Numa fácil comparação de números é possível conferir que o espaço político ainda é dominado pelos homens. A obrigação da cota de 30% de mulheres candidatas nas chapas proporcionais ainda não conseguiu mudar esta realidade. Pelo menos aqui na região.

Entre os 18 municípios da Amurel, temos somente uma prefeita: Dilcei Heidemann (PMDB) de Santa Rosa de Lima. Se levarmos em conta que tivemos quatro candidatas até que é um índice de eleição alto. Mas uma prefeita entre 18 também é muito pouco. Ainda no executivo a região tem duas vice-prefeitas.

Nas Câmaras de Vereadores são 19 mulheres num total de 184 vagas que temos na Amurel. Isso significa 10%. E olha que por lei elas devem ser 30% do número de candidatos. Ou seja, seria natural termos pelo menos 60 vereadoras.

A melhor representação na câmara está no município de Braço do Norte que teve cinco mulheres eleitas entre os onze legisladores. Nada mal, quase 50%.
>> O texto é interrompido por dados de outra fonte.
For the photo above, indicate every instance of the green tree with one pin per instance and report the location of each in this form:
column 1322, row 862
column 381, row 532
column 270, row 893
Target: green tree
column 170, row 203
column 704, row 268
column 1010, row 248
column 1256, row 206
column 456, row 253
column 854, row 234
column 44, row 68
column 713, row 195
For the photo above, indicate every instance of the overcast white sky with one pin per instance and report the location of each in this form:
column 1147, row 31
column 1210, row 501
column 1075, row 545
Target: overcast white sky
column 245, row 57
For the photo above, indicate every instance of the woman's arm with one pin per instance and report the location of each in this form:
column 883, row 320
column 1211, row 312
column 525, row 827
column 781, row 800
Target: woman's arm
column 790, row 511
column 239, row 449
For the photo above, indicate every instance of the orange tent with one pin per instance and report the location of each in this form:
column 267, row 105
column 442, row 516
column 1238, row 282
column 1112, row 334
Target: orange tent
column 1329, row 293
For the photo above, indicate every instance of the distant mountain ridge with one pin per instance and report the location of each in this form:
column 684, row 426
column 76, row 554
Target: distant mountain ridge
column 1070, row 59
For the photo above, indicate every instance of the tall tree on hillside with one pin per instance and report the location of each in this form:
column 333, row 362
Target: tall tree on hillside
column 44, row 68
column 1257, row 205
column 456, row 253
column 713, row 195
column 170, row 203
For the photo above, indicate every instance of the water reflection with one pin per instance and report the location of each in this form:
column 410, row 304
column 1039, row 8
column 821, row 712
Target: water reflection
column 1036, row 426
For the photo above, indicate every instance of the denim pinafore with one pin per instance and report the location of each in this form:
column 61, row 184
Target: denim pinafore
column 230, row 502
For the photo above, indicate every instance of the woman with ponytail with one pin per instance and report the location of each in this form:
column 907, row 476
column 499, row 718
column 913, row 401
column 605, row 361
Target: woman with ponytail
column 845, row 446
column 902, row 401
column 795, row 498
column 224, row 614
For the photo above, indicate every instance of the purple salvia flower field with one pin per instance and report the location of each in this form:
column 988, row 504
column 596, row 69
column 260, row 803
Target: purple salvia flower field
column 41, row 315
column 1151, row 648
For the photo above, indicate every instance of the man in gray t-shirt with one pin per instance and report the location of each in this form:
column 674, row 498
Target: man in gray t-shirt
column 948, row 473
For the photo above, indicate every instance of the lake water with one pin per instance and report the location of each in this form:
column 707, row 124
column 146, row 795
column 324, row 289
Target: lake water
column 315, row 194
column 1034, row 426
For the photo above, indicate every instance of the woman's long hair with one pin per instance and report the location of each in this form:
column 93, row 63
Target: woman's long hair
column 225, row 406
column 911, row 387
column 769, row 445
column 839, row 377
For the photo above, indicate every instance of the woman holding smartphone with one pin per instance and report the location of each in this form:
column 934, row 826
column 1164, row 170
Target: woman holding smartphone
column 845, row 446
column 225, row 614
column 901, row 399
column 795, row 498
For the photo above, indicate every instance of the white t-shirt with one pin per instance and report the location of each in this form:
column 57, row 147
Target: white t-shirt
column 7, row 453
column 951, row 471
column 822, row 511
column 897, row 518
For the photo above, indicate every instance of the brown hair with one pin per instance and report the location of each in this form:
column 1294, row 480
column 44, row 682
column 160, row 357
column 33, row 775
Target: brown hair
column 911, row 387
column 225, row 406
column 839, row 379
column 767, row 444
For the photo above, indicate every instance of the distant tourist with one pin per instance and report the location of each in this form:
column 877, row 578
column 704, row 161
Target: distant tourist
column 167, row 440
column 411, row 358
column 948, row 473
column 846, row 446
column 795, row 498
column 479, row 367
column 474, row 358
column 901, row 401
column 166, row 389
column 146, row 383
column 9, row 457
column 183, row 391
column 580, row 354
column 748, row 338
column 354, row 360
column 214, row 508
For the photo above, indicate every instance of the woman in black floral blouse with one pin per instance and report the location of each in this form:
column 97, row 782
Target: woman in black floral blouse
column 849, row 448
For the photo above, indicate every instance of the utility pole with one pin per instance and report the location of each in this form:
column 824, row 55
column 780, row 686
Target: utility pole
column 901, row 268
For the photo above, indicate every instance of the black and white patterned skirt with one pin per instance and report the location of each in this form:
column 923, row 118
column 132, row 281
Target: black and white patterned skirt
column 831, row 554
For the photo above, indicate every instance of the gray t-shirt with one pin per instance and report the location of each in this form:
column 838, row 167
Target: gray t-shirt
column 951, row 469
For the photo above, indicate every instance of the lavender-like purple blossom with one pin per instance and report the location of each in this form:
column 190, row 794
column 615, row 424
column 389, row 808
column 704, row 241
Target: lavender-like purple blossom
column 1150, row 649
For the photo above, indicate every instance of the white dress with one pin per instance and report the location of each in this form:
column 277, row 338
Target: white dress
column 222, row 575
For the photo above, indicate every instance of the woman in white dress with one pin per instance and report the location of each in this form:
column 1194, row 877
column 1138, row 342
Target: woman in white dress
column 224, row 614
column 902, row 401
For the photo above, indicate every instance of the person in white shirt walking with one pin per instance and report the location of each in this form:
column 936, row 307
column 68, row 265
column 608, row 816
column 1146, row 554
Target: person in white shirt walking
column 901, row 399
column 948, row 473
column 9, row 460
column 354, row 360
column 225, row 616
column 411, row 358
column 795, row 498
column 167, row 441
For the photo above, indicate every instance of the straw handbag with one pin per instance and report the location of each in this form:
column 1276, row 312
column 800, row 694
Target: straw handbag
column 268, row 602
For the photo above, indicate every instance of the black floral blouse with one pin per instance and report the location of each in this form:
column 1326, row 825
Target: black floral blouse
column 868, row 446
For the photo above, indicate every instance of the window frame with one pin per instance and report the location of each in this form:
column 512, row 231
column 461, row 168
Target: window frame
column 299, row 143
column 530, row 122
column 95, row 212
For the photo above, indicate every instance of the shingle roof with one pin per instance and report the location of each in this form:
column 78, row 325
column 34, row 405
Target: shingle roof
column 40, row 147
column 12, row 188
Porém, em sete cidades da Amurel não há nenhuma presença feminina nas Câmaras. Entre elas Tubarão, que mesmo com o aumento de vagas de 10 para 17 entrou na terceira legislatura sem uma vereadora titular. A última foi Lúcia Flávia, entre 2001 e 2004. Beth Xuxa (PSDB) e Reneuza Borba (PSD) foram as suplentes que assumiram entre 2009 e 2011.

Se pelos números percebemos que o espaço feminino ainda é reduzido, na prática constatamos que a dificuldade é ainda maior. Mesmo tendo uma presidente mulher pela primeira vez as mudanças ainda são pequenas e lentas.

Muitas das mulheres que ocupam cargos eletivos ou públicos entraram na política por causa da atuação de algum familiar, geralmente o marido. Não há nada de errado nisso, mas entendo que para significar uma mudança é preciso mais do que um parentesco. Tem que ter uma atitude diferente. Quem se habilita a ocupar este espaço?